Earlier this month some surprising results new research was presented at a conference. At the Virtual European Congress of Psychiatry, Elena Toffol and her team from the University of Helsinki in Finland reported that they had found that the number of suicide attempts was lower in women who used hormone contraception compared to those who did not. In fact, the latter group was nearly 40 percent more likely to attempt suicide than the former, they reported.
These results (which have not yet been peer-reviewed) may be the opposite of what you have heard – or experienced: Does hormonal contraception not have a reputation for exacerbating mental illness? Your confusion would be forgiven. Maybe you remind of headlines from 2017, where one Danish study found that hormonal contraception was associated with one increase in suicide attempts.
This gigantic contradiction is just one of many in years of research that have attempted to answer the question of whether hormonal contraception causes psychological side effects – and the jury is still out. In September 2016 New York Times published one Article with the heading “Contraceptives linked to the risk of depression.” Six months later, the same publication came out with a piece the headline “Birth control causes depression? Not so fast.”
Oral contraceptives, which first came on the market more than 60 years ago, are astonishingly popular. Over 100 million women worldwide are estimated to be current users. The pill, as the medicine is known, comes in two forms: a version with only progesterone and a combined estrogen and progesterone version. Both contain synthetic hormones designed to stop or reduce ovulation – the release of the egg from the ovary.

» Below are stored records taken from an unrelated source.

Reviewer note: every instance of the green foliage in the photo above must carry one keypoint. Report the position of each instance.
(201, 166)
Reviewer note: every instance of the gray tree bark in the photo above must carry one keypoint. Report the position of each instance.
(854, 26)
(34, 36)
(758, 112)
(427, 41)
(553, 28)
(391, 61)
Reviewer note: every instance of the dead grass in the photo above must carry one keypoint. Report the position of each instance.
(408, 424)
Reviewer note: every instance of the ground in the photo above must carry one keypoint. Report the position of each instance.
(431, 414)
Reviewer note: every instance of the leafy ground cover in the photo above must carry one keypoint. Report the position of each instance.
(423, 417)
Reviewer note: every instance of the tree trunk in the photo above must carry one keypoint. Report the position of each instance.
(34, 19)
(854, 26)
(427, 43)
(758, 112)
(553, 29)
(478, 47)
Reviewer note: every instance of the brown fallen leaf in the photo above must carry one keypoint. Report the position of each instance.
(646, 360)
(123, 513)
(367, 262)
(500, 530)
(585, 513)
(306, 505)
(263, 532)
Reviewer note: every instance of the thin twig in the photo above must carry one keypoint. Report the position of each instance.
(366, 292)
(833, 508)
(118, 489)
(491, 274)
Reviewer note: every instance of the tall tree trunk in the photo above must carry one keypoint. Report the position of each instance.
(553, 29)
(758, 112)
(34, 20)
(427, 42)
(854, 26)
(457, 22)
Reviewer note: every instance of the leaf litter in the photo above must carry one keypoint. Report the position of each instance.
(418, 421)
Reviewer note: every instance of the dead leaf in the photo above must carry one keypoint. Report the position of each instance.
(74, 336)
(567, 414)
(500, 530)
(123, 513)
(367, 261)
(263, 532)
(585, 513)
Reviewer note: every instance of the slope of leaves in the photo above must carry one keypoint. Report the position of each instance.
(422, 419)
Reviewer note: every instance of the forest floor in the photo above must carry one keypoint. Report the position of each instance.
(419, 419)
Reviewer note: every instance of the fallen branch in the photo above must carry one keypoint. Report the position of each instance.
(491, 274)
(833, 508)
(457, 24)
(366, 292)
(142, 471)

But the decision to use hormonal contraception is not always borne out of a desire to remain pregnant. The name is rather a misleading designation; a more appropriate term would be “hormone medication, often used as contraception.” Hormonal contraception is prescribed for a veritable smear table of conditions including migraine, cystic acne, chronic menstrual pain, polycystic ovary syndrome (PCOS) and endometriosis.
Fears of the pill’s psychological side effects fall into a growing trend that has emerged in recent years: a widespread distrust of hormonal contraception and vigilance over its disadvantages, now that the satisfaction of hard-fought victories for women’s self-determination has disappeared. ONE shower of books questions about how hormonal contraception negatively affects its users have been published in the last decade. Coming out as the biggest concern are mood swings, which are reported to be reason number one women choose to go from birth control pills.
But we do not yet have a clear answer as to whether the connection between birth control pills and mood is real. The biggest problem is that most studies to date have been cross-sections in design, meaning they involve taking a group of women using the pill and comparing them to a group not using it. “It does not take into account that women who tried the pill and had negative moods or negative effects on sexuality would get out of it,” says Cynthia Graham, professor of sexual and reproductive health at the University of Southampton and editor-in-chief of Journal of Sex Research. “For me, that’s a big reason why it’s hard to answer the question.” This is called survival bias or healthy user bias.